Ganz und gar
#14
Sie hatte nicht viel Schlaf bekommen. Eigentlich gar keinen richtigen. Das lag allerdings nicht an der Arbeit, wie sonst oft in der letzten Zeit: Vor einigen Tagen hatte Gwendolin feststellen müssen, dass, wenn man nur genug Vorarbeit geleistet hatte, es irgendwann erstaunlich wenig zu tun gab. Wenn man die Keller einmal ausgefegt hatte, musste das tagelang nicht mehr gemacht werden. Mehr als ein Mal am Tag Staubwischen musste man auch nicht, und eine einmal gründlich entmistete Koppel blieb frecherweise entmistet, wenn man jeden Tag das Geschäft des Selbigen aufräumte. Kurzum, ihr Plan, möglichst viel zu arbeiten, erlitt einen raschen Sturzflug, und das war durchaus ein Problem. Am Ende ging es um Wert, und die Wenigsten würden ihr zustimmen, dass die durchwachte Nacht irgendeinen Wert besaß.

Zumindest ließ es sich nicht in Heller berechnen, einem Leibeigenen den Kopf zu halten während jener ein geschätzt halbes Fass Kartoffelschnaps wieder loswurde. Es brachte auch überhaupt nichts Nützliches hervor, hernach noch lange bei ihm zu sitzen, über das wirre Haar und die geschundenen Finger streichend, einfach für den Fall, dass er den Bottich nochmal brauchte oder nach einem Becher Wasser verlangen sollte.
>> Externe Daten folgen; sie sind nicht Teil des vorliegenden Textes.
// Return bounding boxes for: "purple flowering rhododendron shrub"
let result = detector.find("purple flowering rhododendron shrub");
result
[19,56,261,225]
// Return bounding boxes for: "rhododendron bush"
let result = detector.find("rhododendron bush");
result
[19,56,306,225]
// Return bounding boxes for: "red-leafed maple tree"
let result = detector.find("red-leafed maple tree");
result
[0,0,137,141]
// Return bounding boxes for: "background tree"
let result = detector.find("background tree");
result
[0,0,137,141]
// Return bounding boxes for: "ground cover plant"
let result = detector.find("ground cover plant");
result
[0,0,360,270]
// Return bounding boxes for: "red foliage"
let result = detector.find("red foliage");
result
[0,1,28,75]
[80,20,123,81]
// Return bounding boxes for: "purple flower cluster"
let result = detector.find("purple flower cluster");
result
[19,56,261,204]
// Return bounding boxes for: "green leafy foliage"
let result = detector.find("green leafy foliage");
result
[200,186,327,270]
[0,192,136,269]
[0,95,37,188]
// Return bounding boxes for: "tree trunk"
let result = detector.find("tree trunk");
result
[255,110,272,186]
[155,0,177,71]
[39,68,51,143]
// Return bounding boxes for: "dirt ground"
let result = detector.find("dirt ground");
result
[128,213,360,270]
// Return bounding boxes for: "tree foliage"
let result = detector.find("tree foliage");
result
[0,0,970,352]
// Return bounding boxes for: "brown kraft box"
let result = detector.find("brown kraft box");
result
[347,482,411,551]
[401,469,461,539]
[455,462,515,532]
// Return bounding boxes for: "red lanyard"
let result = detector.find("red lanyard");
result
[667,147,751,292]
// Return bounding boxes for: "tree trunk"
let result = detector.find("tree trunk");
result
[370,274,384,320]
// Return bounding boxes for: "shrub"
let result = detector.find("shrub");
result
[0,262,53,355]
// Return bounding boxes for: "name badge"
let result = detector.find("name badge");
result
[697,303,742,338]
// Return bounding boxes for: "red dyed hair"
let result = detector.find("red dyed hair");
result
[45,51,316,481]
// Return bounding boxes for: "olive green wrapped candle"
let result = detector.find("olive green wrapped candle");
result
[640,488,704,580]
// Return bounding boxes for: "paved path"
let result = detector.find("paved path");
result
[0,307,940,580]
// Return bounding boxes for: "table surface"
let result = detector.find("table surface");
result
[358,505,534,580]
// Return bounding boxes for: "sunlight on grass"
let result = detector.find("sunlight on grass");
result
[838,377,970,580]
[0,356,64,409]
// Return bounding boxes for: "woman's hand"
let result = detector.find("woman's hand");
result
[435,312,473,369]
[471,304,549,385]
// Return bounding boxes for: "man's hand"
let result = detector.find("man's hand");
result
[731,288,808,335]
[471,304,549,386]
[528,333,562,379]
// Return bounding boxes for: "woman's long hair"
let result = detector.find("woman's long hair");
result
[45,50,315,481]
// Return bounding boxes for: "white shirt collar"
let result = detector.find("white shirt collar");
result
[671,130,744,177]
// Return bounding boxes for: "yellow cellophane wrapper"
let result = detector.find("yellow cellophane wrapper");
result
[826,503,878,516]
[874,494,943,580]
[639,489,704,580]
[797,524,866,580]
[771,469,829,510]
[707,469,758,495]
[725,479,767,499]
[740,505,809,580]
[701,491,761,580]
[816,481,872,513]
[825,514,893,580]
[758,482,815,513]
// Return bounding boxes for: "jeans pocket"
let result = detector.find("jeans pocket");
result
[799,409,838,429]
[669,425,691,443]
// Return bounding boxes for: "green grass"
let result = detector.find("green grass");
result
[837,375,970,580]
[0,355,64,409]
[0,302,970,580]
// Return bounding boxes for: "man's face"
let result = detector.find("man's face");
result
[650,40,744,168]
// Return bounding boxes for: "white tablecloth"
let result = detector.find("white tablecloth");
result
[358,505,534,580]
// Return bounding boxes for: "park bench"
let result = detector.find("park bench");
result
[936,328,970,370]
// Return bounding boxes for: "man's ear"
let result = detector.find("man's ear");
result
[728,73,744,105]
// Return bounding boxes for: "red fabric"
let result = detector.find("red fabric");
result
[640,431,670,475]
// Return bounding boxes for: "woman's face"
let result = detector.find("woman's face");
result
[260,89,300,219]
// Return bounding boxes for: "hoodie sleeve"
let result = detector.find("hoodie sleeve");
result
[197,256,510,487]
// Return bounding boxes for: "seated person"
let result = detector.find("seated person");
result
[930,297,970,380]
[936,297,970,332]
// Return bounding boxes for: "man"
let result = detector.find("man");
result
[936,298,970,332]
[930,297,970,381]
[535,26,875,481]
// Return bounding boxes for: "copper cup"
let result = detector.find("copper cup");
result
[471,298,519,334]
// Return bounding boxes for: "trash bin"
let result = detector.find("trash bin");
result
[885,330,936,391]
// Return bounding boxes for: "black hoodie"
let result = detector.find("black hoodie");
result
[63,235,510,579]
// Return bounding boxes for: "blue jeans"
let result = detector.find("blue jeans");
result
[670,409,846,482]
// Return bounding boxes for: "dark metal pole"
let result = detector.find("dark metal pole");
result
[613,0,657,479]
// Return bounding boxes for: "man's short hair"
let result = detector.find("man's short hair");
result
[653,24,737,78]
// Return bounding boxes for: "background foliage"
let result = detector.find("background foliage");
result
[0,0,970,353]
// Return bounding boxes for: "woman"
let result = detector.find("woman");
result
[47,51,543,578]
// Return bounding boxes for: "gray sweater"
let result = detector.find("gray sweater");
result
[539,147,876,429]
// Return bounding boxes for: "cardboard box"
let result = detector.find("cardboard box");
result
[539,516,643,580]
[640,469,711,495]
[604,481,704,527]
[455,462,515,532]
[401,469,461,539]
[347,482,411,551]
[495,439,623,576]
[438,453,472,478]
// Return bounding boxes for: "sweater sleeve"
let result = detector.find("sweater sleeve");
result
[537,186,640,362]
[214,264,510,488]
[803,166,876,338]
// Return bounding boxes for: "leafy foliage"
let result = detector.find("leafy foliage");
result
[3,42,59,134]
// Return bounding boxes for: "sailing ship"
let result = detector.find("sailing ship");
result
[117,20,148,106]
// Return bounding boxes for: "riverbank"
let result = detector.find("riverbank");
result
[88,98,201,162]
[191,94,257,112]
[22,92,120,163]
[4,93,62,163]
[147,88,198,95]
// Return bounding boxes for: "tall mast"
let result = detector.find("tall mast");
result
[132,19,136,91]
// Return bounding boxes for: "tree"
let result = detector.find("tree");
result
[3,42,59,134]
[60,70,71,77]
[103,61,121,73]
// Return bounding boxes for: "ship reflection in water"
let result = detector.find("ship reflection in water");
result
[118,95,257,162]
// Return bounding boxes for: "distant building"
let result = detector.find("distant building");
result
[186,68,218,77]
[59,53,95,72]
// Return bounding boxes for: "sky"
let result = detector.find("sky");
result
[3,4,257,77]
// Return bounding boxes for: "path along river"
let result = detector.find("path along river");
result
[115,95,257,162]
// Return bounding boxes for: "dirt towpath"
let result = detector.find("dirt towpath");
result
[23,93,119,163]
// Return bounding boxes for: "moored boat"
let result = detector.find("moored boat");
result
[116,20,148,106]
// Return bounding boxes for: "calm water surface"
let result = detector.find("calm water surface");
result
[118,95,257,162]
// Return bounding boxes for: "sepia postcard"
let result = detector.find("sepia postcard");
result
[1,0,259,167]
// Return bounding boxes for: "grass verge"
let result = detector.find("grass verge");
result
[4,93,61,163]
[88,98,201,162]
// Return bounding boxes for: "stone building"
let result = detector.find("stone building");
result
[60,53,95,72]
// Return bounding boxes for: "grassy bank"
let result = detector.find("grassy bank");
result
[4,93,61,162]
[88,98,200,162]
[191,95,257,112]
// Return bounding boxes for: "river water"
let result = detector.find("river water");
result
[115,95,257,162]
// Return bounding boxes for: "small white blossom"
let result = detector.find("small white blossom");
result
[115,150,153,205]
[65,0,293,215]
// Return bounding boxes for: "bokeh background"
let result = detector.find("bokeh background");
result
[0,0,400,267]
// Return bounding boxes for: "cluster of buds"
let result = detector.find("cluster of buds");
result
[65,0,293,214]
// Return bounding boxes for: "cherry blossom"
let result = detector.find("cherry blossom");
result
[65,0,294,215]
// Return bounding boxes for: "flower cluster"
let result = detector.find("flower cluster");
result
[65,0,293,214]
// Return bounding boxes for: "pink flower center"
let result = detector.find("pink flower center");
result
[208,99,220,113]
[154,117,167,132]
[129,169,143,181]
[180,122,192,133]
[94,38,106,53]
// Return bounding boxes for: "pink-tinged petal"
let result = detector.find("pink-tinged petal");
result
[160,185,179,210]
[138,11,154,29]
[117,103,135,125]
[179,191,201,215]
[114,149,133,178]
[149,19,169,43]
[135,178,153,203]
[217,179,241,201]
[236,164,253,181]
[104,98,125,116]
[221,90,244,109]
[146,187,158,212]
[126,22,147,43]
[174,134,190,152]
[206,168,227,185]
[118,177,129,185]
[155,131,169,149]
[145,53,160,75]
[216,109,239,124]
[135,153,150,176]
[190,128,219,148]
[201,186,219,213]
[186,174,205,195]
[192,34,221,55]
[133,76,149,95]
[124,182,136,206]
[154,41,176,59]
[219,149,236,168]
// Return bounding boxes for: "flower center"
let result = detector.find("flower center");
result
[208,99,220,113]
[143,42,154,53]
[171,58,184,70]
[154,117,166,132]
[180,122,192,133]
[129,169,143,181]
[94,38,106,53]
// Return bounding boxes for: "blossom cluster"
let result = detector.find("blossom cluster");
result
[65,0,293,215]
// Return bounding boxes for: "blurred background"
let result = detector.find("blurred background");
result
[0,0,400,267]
Und als sie endlich etliche Zeit später, als der Atem des Schlafenden ruhiger und gleichmäßiger wurde, hinausgegangen war um den Bottich im Kanal zu reinigen, hatte sich in einem schmalen Strich am Horizont bereits das erste Morgengrauen angedeutet.
Also hatte Gwen der kurzen Versuchung wiederstanden, das noch etwas müffelnde, hölzerne Gefäß dem ein oder anderen Familienmitglied über den Kopf zu stülpen - ein plötzlicher, aber sehr verlockender Gedanke, aus irgendeiner Ecke des erstaunlich wachen Verstandes hervorgekrochen - und war direkt zu den Feldern hinabgewandert, nur um die dortige Arbeit wiederum schneller und früher erledigt zu bekommen als sonst.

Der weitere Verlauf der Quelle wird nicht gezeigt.